Resource quotas
When many teams or users are sharing a Nomad cluster, there is the concern that a single user could use more than their fair share of resources. Resource quotas provide a mechanism for cluster administrators to restrict the resources within a namespace.
Once you attach a quota specification to a namespace, the Nomad cluster will count all resource usage by jobs in that namespace toward the quota limits. If the resource is exhausted, allocations within the namespace will be queued until resources become available—by other jobs finishing or the quota being expanded.
It is recommended to enable resource quotas for shared environments where multiple teams or applications are running on the same Nomad cluster. Below is a list of recommendations, however if you need a tutorial for how to implement, visit the Resource quotas tutorial page.
Quota Specification
Quota specifications are first class objects in Nomad. A quota specification has a unique name, an optional human readable description, and a set of quota limits. The quota limits define the allowed resource usage within a region.
Quota objects are shareable among namespaces. This allows an operator to define higher level quota specifications. For example, a “Team-A” quota, and multiple namespaces can apply the “Team-A” quota specification.
Resource quotas are defined using the quota block in the Nomad job specification. Here's an example:
quota "team-a-quota" {
limit {
region = "global"
region_limit {
cpu = 2000
memory = 4096
}
}
}
Note
It's crucial to properly design your namespace structure and workload placement within those namespaces, considering resource requirements and cluster capacity.Applying Quotas to Namespaces
Once you define and apply the quotas, they can be added to namespaces. Below is an example of how to apply a quota to a namespace.
- Add to your specification file the quota parameter:
name = "team-a-namespace"
description = "Namespace for Team A."
quota = "team-a-quota"
- Run
nomad namespace apply ./anamespace.hcl
Version Control
It's recommended to keep your namespace and quota specifications within version control for audibility and troubleshooting, and incorporate into a build pipeline that manages the deployment of quotas such as Terraform.
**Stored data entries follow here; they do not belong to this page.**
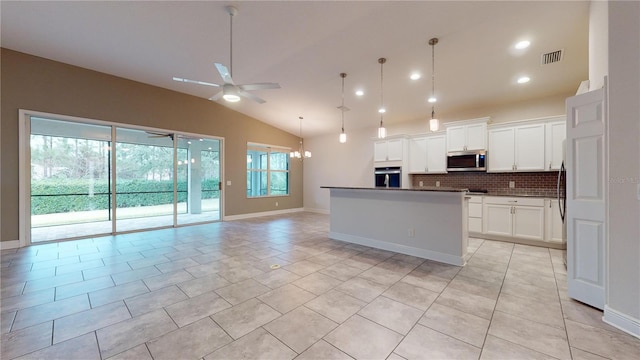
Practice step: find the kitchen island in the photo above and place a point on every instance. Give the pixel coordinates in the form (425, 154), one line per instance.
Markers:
(430, 223)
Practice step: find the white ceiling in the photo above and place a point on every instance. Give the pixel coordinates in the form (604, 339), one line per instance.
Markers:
(305, 45)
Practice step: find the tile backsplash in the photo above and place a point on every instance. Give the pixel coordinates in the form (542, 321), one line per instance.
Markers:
(542, 183)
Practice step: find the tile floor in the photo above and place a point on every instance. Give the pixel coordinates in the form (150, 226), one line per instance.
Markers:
(209, 291)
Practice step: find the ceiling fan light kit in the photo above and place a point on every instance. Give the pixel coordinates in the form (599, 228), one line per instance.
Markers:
(230, 91)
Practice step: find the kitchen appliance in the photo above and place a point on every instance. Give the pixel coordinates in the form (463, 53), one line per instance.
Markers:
(389, 177)
(467, 160)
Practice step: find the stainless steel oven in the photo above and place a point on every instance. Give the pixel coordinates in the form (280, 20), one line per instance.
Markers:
(388, 177)
(467, 161)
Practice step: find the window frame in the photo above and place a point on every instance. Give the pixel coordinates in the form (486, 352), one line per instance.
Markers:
(254, 149)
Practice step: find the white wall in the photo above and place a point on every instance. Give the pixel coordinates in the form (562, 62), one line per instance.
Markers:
(598, 43)
(336, 164)
(623, 285)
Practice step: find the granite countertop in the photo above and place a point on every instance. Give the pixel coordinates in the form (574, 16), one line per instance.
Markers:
(424, 188)
(514, 194)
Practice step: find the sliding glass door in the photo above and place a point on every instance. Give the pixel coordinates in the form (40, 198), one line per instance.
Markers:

The Nomad provider provides an easy way to manage quotas and namespaces within your pipeline.
Monitoring
Regularly monitor resource usage to ensure teams are within their quotas. There are several metric endpoints you can use to provide monitoring and alerts relating to quotas. Ensure the following block is set to false
in your client configuration.
telemetry {
disable_quota_utilization_metrics = false
}
nomad.nomad.blocked_evals.total_quota_limit
metric endpoint can be used to alert you when jobs are being blocked due to quotas being reached.
nomad.quota.utilization.cpu
, nomad.quota.utilization.cores
, nomad.quota.utilization.memory_mb
for resource consumption for a quota
Ensure to set your filters based on quota name, namespace, or/or region to provide an accurate report of where the limit has been reached.
ACL's
By implementing strict access control measures, you can prevent users from bypassing or modifying resource quotas without proper authorization.
This is accomplished with the quota{}
block within an ACL specification.
See the ACL section for more details.
Federated Clusters
Nomad makes working with quotas in a federated cluster simple by replicating quota specifications from the authoritative Nomad region. This allows operators to interact with a single cluster but create quota specifications that apply to all Nomad clusters. For example, you can create a single quota specification with multiple regions defined with their own limits.
name = "federated-example"
description = "A single quota spec affecting multiple regions"
limit {
region = "europe"
region_limit {
cpu = 20000
memory = 10000
}
}
limit {
region = "asia"
region_limit {
cpu = 10000
memory = 5000
}
}
Once this quota is applied to a namespace, it will be available to all federated clusters.
Communication
Ensure that all teams are aware of their resource quotas and the importance of adhering to them. Regular communication or providing monitoring dashboards or alerting can help in avoiding any unexpected resource exhaustion and reduce the burden of the Nomad platform operators.